Leading British independent schools will soon be educating more foreign students in overseas franchises than they do on British soil, a major survey of private schools suggests.

The latest annual census from the Independent Schools Council (ISC) reveals that its schools now run 39 overseas campuses, up from 29 in 2013 and 20 in 2012.

These institutions educate a total of 22,514 pupils, but independent school leaders say this number will rise “dramatically” as all the year groups fill up, rapidly overtaking the 24,391 overseas students who are now educated in the UK.
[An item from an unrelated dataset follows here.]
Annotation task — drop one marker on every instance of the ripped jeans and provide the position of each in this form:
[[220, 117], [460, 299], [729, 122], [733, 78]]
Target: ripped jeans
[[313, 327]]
Leading private schools have been opening campuses abroad since 1998, when Harrow School set up a branch in Bangkok, Thailand. Other schools followed suit, including Dulwich College, which now has a network of seven schools in Asia.

Wellington College has built a “replica” school mimicking its architecture in Tianjin, China, with another opening in Shanghai this August. Brighton College runs two campuses in the United Arab Emirates, while Epsom College is opening its first overseas school in Kuala Lumpur, Malaysia, in September.

Independent school leaders have said that the boom is being fuelled by a desire to fund bursaries for cash-strapped UK parents and “help sustain the British market”.

The recession prompted concern that pupil numbers would fall as middle and high earners tightened their belts. But the report says there have been “dramatically different experiences of the recession at schools in different parts of the country”.

In London, there has been a 14 per cent rise in pupil numbers since 2007. But in the North of England, where a number of elite schools have become state-funded academies as a result of families being unable to afford fees, there has been a drop of around 12 per cent in the past seven years.

Overall, figures show that pupil numbers at ISC schools that took part in this year’s and last year’s surveys have dipped very marginally to 504,362.

Barnaby Lenon, chairman of the ISC, said: “The rise in the numbers of pupils [in ISC school branches abroad] is going to be quite dramatic and the numbers of pupils in our franchise schools will rapidly overtake overseas pupils being educated here. It might slightly depress demand in the UK, but for most independent schools it is being used to pay for bursaries and attract a wider range of people to their UK schools.”

Hilary Moriarty, national director of the Boarding Schools’ Association, added: “The growth in ISC schools operating overseas campuses shows the schools’ entrepreneurial spirit and willingness to take a great education out to emerging markets and develop new income streams.”